“I learnt early to have little expectation so I protected myself from ever feeling greatly disappointed.” ~Natalia Vodianova
Cover your ass. Look out for number 1. Protect ya neck. All sayings for the same general thing — being sure that selfishness plays a part in whatever you do. I think of Asimov’s 3 Laws of Robotics: 1. Robots may not injure humans; 2. Robots must obey humans, unless it conflicts with Law 1; 3. Robots must protect their own existence, unless that conflicts with Law 1 or 2. Law 3 is the kicker, or at least I’ve always thought that way. Protecting your own existence, but never at the expense of others.
Now, I’m not a robot, but I’ve always felt the expectation to be like them, the idea that emotion is a negative thing that needs to be kept at bay, like a dragon that must be slain before it destroys an entire village. Contrary to popular opinion it wasn’t my mother or father who taught me this central method of emotional circumspection. I instead internalized the idea early because of how I observed others, at church, on the playground, and in their interactions when they didn’t know I was paying attention. We learn a lot from the interactions to which we are not supposed to be privy.

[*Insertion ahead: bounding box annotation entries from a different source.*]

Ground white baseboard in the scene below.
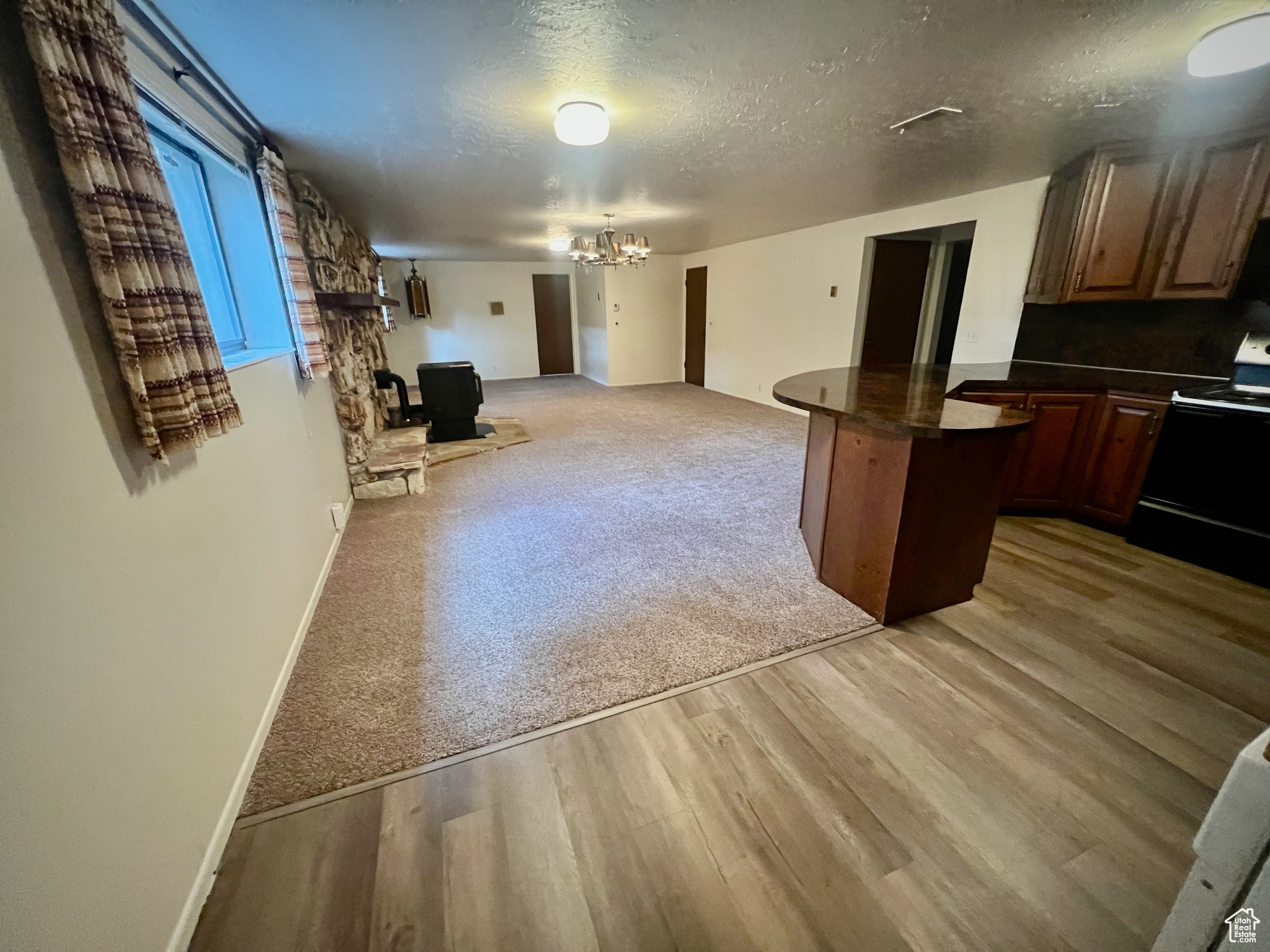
[166,495,353,952]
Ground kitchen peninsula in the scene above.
[772,364,1032,624]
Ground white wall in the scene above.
[0,37,348,952]
[574,268,608,383]
[683,178,1048,406]
[383,259,577,381]
[603,255,683,386]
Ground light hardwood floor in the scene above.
[192,518,1270,952]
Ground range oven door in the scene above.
[1127,403,1270,586]
[1142,403,1270,532]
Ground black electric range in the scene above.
[1127,377,1270,586]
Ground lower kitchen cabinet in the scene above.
[1075,394,1168,526]
[957,391,1168,526]
[1001,394,1097,511]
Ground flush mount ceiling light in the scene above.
[555,103,608,146]
[569,213,653,268]
[1186,12,1270,76]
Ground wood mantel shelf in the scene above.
[314,291,401,309]
[772,364,1032,625]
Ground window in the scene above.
[150,126,246,354]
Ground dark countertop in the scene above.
[772,364,1031,437]
[772,361,1215,437]
[949,361,1225,400]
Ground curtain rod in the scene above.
[114,0,267,143]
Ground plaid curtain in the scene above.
[22,0,242,462]
[257,146,330,379]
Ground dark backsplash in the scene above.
[1015,219,1270,377]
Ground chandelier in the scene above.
[569,213,653,268]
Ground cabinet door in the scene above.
[1152,130,1270,298]
[1075,395,1168,526]
[1024,159,1088,305]
[1002,394,1097,511]
[1063,142,1183,301]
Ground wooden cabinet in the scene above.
[1073,395,1168,526]
[1001,394,1097,511]
[1152,126,1270,298]
[1024,128,1270,303]
[956,385,1168,526]
[1063,142,1184,301]
[1025,159,1088,305]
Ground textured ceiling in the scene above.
[156,0,1270,260]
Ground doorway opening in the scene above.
[533,274,573,377]
[683,268,706,387]
[857,221,974,367]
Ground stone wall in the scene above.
[291,173,389,487]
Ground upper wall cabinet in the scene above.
[1024,130,1270,303]
[1152,131,1270,297]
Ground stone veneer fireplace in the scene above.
[291,173,424,499]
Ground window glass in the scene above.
[150,127,246,353]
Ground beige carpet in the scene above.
[242,377,873,815]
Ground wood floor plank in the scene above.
[190,790,382,952]
[190,517,1270,952]
[370,764,489,952]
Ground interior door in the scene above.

But I internalized it, and so my emotions were locked in a box, at least when I was in the outside world. I decided that others were more important than me, so protecting their feelings by not revealing my own was paramount. I felt like a knight on a steed, riding in to save the day, or at least to make sure it wasn’t ruined. My expectations were for others, and never for myself, because expecting things for myself was like that 3rd Law I mentioned earlier. Expecting things for myself was at the expense of others, taking me away from making sure they were as well as they could be.
So over the years I’ve had no real expectations for myself. I’ve been grateful when life gives me some of the things I want, and I haven’t stopped trying to achieve my own goals (when they don’t interfere with the goals of others), but I’ve not broken that Law. I remember when I first met Heidi, and she told me I was worth it, that I was just as important as anybody else, that my dreams were just as worthy. And I remember nodding my head, and saying something appreciatory, but I don’t recall changing my opinion of the thing itself.
But I have gotten older, and every single day my wife gives me reason to believe that I am indeed worthy, that her words at the outset were not mere platitudes, but honesties that I need to take to heart. Expectation for oneself doesn’t have to preclude or take a back seat to expectation for others. It can ride right alongside, like the “other cop” in those buddy cop films that we all love to ridicule. But there is a point to them, that no matter how unlikely, that no matter how different the two of them are, they need each other to run like a well-oiled machine.
So I’m learning to expect things for myself. I’m learning that it’s okay to hope, to wish, and to dream without feeling guilty. Which is a first step.